Personal information
- Full name: Andoni Ugarte Mendizabal
- Date of birth: 5 April 1995 (age 31)
- Place of birth: Oñati, Spain
- Height: 1.91 m (6 ft 3 in)
- Position: Centre back

Team information
- Current team: UD Logroñés
- Number: 6

Youth career
- Real Sociedad

Senior career*
- Years: Team / Apps / (Gls)
- 2014–2018: Real Sociedad B / 111 / (3)
- 2018–2021: Oviedo B / 82 / (7)
- 2021–22: Calahorra / 20 / (0)
- 2022–2023: Sestao River / 30 / (2)
- 2023–: UD Logroñés / 47 / (2)

= Andoni Ugarte =

Spanish footballer (born 1995)

Andoni Ugarte Mendizabal (born 5 April 1995) is a Spanish footballer who plays as a central defender for UD Logroñés.

==Club career==
Ugarte was born in Oñati, Gipuzkoa, Basque Country. A Real Sociedad youth graduate, he made his senior debut with the reserves on 5 January 2014, starting in a 0–3 Segunda División B away loss against CD Tudelano.

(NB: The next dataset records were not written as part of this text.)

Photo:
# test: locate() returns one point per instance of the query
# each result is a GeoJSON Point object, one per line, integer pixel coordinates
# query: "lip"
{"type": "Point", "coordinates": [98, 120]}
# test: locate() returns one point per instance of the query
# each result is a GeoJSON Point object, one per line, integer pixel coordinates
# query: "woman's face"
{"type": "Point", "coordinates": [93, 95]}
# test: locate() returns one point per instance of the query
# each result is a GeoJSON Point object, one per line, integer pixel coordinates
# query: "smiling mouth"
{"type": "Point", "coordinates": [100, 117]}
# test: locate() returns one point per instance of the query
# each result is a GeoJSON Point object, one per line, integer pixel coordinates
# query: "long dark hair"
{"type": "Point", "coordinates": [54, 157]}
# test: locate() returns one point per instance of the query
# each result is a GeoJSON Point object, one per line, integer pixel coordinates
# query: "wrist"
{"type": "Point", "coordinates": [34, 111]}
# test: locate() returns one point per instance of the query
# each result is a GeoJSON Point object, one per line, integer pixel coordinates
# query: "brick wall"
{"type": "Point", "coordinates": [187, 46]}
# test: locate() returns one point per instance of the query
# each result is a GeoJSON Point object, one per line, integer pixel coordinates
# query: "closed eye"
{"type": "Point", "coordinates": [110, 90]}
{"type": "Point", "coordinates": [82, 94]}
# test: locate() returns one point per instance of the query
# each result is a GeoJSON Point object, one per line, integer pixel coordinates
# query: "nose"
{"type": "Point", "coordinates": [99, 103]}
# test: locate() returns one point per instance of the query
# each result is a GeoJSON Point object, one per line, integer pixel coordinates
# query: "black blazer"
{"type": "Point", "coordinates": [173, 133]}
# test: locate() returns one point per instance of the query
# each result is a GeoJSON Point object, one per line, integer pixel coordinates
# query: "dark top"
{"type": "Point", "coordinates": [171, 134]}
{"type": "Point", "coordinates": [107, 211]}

Ugarte was definitely promoted to the B-team on 11 July 2014, and scored his first senior goal on 15 November, in a 3–2 away defeat of SD Amorebieta. On 26 June 2018, after being released by the Txuri-urdin, he moved to another reserve team, Real Oviedo Vetusta also in the third division.

On 11 June 2019, Ugarte was one of seven players from the B-side who were promoted to Real Oviedo's first team for the 2019–20 Segunda División campaign.

On 11 June 2020, he joined to Primera División RFEF club Calahorra.